Pole of order $\ge 2 \; \Rightarrow \;$ not injective

Solution 1:

If $f$ has a pole of order $m$ at $a$, then (after removing the removable singularity) $g = 1/f$ has a zero of order $m$ there. Let $C$ be a small circle (oriented positively) around $a$. For $\alpha \notin g(C)$, the number of zeros (counted by multiplicity) of $g - \alpha$ inside $C$ is $\dfrac{1}{2\pi i} \oint_C \dfrac{g'(z)}{g(z)}\ dz$, and this is continuous (and therefore constant) in a neighbourhood of $\alpha = 0$, with value $m$ at $\alpha$. But the zeros of $g'$ are isolated, so the $m$ zeros of $g-\alpha$ are all distinct if $C$ is small enough.

Solution 2:

Here's one way. You can just assume $f$ is just a holomorphic function with a zero of order 2 at $a$, at least locally. (If there is a pole/zero of a different order, modify the approach appropriately, as shown below.) Now, the "big cool theorem" is that if a function has a zero of order 2, by choosing an appropriate holomorphic coordinate system, we can actually assume it's just $z^2$. (We've assumed $a=0$.) To build this chart, write $f(z) = z^2h(z)$ with $h(0) \neq 0$ and holomorphic. Then the function $g(z) = z\sqrt{h(z)}$ is well-defined and holomorphic in a neighborhood of zero and $g(z)^2 = f(z)$. And now for the cool part.
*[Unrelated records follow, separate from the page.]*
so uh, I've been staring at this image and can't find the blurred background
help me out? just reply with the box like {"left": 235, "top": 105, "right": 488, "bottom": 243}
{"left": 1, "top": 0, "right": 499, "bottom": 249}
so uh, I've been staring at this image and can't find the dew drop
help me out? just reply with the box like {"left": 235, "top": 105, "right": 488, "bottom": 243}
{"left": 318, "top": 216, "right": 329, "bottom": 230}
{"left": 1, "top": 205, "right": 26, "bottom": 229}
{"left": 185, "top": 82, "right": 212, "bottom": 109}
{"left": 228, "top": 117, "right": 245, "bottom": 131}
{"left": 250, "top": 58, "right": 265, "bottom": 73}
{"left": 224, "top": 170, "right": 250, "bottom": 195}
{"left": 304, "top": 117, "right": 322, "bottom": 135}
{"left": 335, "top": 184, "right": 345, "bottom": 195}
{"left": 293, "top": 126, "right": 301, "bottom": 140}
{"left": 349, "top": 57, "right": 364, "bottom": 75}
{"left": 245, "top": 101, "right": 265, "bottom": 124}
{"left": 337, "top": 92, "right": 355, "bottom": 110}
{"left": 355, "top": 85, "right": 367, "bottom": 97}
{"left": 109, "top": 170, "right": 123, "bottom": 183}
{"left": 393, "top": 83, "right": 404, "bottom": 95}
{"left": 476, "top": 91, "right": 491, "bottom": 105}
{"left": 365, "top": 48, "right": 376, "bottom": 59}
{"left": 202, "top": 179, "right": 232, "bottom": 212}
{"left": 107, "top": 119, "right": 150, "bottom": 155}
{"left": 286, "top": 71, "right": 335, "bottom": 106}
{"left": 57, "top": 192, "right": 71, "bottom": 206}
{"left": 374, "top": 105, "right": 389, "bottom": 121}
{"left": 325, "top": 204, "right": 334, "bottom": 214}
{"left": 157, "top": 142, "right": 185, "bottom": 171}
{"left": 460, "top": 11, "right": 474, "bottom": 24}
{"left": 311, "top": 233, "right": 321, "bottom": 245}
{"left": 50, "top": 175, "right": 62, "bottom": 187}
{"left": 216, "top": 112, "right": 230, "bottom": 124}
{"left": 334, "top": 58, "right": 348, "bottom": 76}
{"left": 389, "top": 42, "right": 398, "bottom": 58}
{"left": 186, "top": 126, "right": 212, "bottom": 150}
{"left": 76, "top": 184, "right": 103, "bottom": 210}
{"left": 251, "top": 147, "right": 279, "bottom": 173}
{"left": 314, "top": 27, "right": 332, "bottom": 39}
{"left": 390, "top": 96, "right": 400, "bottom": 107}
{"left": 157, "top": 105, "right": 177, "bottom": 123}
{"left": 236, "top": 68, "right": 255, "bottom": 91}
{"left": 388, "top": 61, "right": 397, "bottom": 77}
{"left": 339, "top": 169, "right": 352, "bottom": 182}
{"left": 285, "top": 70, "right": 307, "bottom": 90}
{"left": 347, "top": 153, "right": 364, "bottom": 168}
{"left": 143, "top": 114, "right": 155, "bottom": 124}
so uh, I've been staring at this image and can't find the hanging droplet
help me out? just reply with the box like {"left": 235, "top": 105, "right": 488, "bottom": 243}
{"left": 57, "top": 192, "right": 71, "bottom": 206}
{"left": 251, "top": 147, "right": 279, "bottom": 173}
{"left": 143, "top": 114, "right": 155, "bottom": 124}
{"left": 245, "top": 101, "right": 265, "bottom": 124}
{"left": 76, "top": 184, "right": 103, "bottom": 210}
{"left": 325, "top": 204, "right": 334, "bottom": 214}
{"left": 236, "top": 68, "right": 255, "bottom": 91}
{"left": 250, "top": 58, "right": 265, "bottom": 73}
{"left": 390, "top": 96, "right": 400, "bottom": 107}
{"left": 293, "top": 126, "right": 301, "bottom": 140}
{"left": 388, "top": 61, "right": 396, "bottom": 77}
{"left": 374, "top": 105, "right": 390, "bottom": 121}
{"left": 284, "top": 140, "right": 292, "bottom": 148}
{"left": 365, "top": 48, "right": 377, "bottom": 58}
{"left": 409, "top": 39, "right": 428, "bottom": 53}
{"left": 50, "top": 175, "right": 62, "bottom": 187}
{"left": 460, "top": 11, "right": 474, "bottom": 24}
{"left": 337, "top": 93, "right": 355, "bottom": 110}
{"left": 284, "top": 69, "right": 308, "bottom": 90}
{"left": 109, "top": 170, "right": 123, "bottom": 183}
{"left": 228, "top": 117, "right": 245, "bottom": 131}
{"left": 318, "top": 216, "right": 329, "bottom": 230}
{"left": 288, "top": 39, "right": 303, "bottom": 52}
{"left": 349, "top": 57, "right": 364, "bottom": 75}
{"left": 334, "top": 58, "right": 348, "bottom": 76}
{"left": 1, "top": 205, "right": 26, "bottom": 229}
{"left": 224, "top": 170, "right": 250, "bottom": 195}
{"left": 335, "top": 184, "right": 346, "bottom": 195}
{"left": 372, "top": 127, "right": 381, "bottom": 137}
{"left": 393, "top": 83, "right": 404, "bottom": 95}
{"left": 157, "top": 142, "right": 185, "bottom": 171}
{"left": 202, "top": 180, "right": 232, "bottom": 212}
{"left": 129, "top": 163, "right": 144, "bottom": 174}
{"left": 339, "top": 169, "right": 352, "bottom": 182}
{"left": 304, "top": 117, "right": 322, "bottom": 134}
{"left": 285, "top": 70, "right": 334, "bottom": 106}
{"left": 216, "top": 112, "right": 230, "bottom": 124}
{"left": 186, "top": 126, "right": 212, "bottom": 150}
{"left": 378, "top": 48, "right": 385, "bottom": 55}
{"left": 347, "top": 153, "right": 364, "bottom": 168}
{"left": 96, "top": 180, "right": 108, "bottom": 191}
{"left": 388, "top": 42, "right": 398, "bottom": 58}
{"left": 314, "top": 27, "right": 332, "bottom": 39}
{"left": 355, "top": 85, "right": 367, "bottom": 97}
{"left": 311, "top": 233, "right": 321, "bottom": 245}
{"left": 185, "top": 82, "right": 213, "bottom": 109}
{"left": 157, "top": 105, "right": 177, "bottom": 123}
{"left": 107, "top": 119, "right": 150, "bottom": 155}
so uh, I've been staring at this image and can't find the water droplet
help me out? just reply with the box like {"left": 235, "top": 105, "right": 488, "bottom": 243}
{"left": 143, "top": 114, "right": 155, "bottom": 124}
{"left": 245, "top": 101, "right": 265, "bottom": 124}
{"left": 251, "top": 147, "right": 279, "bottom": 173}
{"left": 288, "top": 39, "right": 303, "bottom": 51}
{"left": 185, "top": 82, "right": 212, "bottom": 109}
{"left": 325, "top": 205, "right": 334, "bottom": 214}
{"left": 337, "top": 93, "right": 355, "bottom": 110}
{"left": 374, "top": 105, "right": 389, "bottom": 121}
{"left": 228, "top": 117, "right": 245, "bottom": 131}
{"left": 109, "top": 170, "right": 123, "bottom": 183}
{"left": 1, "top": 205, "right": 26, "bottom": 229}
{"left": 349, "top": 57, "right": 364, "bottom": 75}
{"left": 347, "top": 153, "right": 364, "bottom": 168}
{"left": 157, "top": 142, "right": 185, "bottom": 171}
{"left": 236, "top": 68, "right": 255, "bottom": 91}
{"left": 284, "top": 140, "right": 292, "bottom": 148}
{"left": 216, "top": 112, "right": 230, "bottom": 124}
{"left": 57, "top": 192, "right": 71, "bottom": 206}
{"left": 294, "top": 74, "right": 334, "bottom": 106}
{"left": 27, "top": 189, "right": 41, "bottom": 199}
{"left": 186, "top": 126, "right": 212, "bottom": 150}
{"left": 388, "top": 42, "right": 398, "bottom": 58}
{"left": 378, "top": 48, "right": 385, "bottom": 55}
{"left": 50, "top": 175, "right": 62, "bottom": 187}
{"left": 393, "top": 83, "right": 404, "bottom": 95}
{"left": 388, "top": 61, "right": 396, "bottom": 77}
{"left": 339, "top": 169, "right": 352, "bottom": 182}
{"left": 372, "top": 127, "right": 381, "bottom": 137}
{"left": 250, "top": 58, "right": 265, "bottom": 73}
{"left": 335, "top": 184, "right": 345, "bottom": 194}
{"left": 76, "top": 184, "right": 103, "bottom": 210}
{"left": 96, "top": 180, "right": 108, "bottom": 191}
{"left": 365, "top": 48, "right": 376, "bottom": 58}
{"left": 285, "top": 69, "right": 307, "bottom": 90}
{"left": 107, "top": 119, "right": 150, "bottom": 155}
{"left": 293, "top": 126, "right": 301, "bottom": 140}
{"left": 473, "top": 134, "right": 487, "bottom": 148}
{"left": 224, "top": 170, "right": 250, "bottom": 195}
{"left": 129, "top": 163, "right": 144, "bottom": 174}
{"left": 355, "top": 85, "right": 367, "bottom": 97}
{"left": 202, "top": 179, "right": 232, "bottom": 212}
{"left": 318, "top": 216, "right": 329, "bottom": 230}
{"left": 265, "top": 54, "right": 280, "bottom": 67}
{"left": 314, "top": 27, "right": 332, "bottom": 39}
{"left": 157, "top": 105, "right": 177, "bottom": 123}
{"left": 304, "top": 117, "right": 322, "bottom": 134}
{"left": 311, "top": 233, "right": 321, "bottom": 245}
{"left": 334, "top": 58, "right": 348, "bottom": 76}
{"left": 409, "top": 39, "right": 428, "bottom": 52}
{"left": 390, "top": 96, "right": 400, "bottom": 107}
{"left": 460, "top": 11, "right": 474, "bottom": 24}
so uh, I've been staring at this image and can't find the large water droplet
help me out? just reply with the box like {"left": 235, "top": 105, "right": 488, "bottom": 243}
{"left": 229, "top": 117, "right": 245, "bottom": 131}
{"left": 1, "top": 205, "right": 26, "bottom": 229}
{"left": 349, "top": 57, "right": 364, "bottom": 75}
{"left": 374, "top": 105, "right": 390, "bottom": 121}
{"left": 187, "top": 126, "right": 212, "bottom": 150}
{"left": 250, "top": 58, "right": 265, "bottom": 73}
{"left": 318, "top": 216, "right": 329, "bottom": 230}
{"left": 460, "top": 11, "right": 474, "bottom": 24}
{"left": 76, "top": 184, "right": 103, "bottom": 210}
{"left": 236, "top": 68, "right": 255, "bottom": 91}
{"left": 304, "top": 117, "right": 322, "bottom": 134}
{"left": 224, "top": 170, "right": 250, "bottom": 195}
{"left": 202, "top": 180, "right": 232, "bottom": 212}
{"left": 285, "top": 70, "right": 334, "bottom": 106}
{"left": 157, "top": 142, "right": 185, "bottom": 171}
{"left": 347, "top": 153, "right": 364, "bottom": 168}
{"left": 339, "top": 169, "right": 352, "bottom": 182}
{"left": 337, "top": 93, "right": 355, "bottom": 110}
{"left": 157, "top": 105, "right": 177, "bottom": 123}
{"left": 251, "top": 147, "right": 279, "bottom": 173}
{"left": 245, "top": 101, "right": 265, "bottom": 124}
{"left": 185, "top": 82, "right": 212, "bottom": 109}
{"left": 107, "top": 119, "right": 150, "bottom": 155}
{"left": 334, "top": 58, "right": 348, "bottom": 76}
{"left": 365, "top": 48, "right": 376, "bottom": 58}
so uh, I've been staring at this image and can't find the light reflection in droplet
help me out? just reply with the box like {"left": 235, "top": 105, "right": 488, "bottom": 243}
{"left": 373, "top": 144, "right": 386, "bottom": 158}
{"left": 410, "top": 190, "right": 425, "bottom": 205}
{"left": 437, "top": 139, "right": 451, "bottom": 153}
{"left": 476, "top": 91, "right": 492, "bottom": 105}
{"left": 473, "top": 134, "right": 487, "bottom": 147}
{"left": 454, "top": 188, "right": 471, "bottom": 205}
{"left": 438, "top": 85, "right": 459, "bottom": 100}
Taking derivatives, we find $g'(0) = \sqrt{h(0)} \neq 0$, and so by the inverse function theorem $g$ is actually an invertible holomorphic function taking $0$ to $0$. So, changing coordinates with $w = g(z)$, we have $w^2 = f(g^{-1}(w))$. This rewrites $f$ in the nice form.

Since $z^2$ is not 1-1 and $g$ is a bijection, $f$ is not 1-1. The upshot to this approach is that you now locally understand the behavior of all meromorphic functions! (Up to a nice chart.)

In general, if you write $f(z) = z^kh(z)$, where $h$ holomorphic with $h(0) \neq 0$, then $g(z) = zh(z)^\frac{1}{k}$ gives a well-defined holomorphic function in a neighborhood of zero with $g'(z) = \frac{1}{k}zh(z)^{\frac{1}{k}-1}h'(z) + h(z)^\frac{1}{k}$, and so $g'(0) \neq 0$. So we can perform the change of coordinates with $w = g(z)$, as in the above case. So for a pole or zero of any order $\geq 2$, we can represent $f$ in a coordinate system in which it is obviously not injective.